Welcome Home Roscoe Jenkins
Grade: C
Starring: Martin Lawrence, Cedric the Entertainer, Michael Clarke Duncan, Mike Epps, Mo’Nique, Joy Bryant, Nicole Ari Parker, and James Earl Jones
MPAA Rating: PG-13
Running Time: 1 hour, 54 minutes
Some of the characterizations are delightfully atypical. Michael Clarke Duncan is the hulking brother Otis, whose once-promising football career was cut down by injury and now serves as the county’s sheriff. As constant cousin-on-the-make Reggie, Mike Epps is wisely given wide latitude to interject his offbeat comedy brand – his brief riff on Forest Whitaker is laugh-out-loud. And, the every-improving Bryant, the best actor in the bunch, channels the tightly-wound Bianca as a social-climber who confuses her 15 minutes of reality-TV fame with some sort of celebrity-entitlement.

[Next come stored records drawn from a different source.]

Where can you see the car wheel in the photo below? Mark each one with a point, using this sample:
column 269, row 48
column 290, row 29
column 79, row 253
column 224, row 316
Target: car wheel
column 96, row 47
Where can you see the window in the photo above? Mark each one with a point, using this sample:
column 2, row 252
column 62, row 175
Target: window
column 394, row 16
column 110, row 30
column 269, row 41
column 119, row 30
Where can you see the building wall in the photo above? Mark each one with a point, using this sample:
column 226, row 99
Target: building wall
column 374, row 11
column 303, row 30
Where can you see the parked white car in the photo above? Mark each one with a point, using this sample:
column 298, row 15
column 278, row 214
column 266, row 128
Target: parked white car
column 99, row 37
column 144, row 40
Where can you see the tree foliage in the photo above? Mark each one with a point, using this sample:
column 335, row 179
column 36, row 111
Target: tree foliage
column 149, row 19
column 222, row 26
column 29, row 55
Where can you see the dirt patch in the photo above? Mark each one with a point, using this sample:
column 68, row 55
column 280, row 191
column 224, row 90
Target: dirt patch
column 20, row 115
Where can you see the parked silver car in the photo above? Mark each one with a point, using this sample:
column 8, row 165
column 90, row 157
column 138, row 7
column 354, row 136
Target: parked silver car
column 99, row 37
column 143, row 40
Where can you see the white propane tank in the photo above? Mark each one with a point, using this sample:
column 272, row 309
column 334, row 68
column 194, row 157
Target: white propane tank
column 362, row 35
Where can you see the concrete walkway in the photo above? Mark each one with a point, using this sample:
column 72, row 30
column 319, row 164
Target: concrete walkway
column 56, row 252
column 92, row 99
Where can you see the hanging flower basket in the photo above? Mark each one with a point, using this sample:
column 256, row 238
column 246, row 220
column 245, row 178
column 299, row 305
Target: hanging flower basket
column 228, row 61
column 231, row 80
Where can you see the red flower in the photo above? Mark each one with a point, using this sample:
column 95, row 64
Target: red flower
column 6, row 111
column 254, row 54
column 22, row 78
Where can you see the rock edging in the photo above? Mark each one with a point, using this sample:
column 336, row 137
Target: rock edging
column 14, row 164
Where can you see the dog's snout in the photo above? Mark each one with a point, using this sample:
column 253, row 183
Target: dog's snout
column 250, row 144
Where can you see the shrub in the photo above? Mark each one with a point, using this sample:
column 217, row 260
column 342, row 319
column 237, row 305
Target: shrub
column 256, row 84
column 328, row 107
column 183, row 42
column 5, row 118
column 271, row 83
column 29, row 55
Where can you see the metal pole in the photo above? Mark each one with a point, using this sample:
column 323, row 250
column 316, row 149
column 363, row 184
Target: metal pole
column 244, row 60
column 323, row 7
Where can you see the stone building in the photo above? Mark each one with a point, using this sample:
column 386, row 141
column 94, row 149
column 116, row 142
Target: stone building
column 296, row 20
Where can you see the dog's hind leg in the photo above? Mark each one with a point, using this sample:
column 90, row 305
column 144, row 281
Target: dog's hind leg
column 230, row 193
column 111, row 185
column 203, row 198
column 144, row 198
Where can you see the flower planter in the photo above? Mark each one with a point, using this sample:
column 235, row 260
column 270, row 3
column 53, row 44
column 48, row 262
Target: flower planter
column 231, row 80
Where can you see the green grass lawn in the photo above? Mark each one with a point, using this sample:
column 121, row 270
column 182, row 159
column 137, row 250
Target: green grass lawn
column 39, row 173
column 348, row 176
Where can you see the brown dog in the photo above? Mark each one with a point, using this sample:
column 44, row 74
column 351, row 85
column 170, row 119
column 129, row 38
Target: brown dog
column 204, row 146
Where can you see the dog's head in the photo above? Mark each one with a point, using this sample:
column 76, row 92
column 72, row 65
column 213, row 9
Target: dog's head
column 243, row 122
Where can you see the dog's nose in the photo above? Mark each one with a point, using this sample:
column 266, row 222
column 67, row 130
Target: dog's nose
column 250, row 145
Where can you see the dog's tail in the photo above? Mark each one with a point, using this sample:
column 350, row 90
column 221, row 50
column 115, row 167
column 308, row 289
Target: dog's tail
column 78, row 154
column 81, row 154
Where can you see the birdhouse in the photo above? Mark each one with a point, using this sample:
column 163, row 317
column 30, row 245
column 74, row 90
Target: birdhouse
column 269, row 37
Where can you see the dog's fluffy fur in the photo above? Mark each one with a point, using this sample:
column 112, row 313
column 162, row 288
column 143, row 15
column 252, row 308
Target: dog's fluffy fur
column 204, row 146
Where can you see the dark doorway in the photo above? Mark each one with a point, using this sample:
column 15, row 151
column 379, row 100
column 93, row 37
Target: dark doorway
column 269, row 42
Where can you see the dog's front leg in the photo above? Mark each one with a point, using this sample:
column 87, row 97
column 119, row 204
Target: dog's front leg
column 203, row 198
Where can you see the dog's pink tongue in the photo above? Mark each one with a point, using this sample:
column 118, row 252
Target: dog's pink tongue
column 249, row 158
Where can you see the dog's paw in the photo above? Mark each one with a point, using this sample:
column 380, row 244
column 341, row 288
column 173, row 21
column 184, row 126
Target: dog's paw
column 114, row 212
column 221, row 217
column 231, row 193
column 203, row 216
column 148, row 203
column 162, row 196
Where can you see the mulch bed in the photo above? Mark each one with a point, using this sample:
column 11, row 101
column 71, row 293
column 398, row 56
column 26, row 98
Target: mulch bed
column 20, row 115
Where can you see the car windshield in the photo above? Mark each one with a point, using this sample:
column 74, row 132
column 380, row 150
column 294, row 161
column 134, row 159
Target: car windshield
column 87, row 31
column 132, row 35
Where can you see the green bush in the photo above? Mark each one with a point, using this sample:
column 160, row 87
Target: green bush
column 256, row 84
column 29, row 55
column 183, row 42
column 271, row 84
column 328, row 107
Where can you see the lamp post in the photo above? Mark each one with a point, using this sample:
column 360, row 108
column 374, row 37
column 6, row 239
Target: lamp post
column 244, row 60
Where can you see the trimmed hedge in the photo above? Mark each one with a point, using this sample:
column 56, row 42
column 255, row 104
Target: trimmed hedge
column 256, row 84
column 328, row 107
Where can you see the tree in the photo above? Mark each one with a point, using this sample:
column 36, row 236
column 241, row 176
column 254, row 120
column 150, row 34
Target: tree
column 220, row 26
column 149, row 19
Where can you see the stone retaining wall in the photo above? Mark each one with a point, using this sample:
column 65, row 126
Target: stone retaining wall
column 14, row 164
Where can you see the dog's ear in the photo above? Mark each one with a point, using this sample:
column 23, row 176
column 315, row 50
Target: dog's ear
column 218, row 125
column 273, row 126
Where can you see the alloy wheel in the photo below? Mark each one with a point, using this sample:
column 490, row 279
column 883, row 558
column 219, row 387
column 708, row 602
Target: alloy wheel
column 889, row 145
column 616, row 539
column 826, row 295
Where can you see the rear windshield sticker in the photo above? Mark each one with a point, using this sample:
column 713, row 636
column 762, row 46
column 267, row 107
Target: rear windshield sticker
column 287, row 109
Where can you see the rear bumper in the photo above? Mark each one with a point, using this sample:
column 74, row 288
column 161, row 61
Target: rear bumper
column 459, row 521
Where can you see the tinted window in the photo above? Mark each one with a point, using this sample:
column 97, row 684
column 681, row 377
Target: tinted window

Unfortunately, for every flicker of entertainment there is dead weight like the comedienne Mo’Nique, whose brassy act is a hit on the stand-up circuit but is just crass here as corpulent sister Betty, who, when not yelling and pointing in people's faces, spends her free time parlaying a prison Bible-study group into conjugal visits.
Writer-director Malcolm D. Lee’s script is plotless and hopelessly flawed. The lessons Roscoe learns are the typical blah-blah about family values and overcoming the past. But, after watching Roscoe’s successful, lucrative career path juxtaposed with the abuse heaped upon him by his jealous family – e.g., Roscoe is singled out for scolding after winning a kids’ obstacle race his father demands he enter – all we really discover is that Roscoe should scoot out of town pronto and never come back.
By comparison, only the bitchy Bianca makes the dopey, vaguely inbred Jenkins clad look acceptable. Similarly, labeling Welcome Home Roscoe Jenkins a good movie would be grading on a curve. Just be happy it earns a passing score, and pass the potato salad.